Limiter les risques terrain : bonnes pratiques pour tenir la garantie au quotidien
Avant travaux : audit énergétique, visite technique, points de vigilance et devis détaillé
Avant de lancer, sécurisez le projet avec un audit énergétique ou, a minima, une visite technique sur place. Relevez les contraintes. Ventilation existante, humidité, réseaux, accès, évacuations. Notez-les au devis avec des hypothèses claires et des réserves si besoin. Un devis bien cadré évite les malentendus qui fragilisent la garantie.
Pendant chantier : qualité de pose, traçabilité, fiches produits, photos et contrôles
Posez selon les règles de l’art, les DTU et les notices fabricants. Gardez une traçabilité simple. Références, numéros de série, fiches techniques, étiquettes énergie. Prenez des photos aux étapes clés avant fermeture. Réalisez des contrôles. Étanchéité à l’air, réglages, essais de fonctionnement. Cette preuve terrain protège la garantie en cas de litige. Elle se constitue au fil du chantier, photos, avancement et levée des réserves réunis dans le dossier.

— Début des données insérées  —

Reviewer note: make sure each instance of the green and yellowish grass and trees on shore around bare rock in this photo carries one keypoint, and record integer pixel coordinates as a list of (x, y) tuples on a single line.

Après travaux : accompagnement client, notices, entretien et suivi des consommations
À la réception, remettez un dossier clair. Plans, notices, fiches produits, PV d’essais, consignes d’usage. Expliquez l’entretien. Filtration, nettoyage, contrat et périodicité selon l’équipement. Proposez un point à 1 ou 2 mois pour vérifier les réglages et suivre les consommations. Ce suivi limite les retours et sécurise la garantie.
Financement et conformité en 2026 : aligner garantie, performance et contrat
RGE, assurances et responsabilités : décennale, RC Pro, sous-traitance et co-traitance
En 2026, le financement public et la garantie décennale se jouent dès le devis. Vérifiez une qualification RGE à jour sur le lot concerné. Assurez aussi une RC Pro active. En sous-traitance, formalisez les missions et exigez les attestations d’assurance. En co-traitance, clarifiez qui porte la réception et les engagements de résultat.

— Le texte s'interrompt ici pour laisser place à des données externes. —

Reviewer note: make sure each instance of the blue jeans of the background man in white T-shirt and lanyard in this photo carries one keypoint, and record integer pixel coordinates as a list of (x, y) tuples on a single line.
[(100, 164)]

Lien avec MaPrimeRénov’ et CEE : pièces à fournir et cohérence des objectifs de performance
MaPrimeRénov’ et les CEE demandent des devis et factures détaillés, avec mentions RGE, caractéristiques produits et surfaces traitées. Alignez les performances annoncées, par exemple résistance thermique d’un isolant ou rendement d’une PAC, avec l’audit ou le parcours accompagné. C’est la meilleure façon d’éviter un blocage de paiement ou une demande de pièces.
Documents à remettre : PV de réception, DOE, attestations, et éléments de preuve
Remettez un PV de réception daté. Ajoutez un DOE simple, notices, schémas, fiches techniques et preuves photo. Prévoyez l’attestation de fin de travaux MaPrimeRénov’ et l’attestation sur l’honneur CEE, signées et cohérentes avec les factures.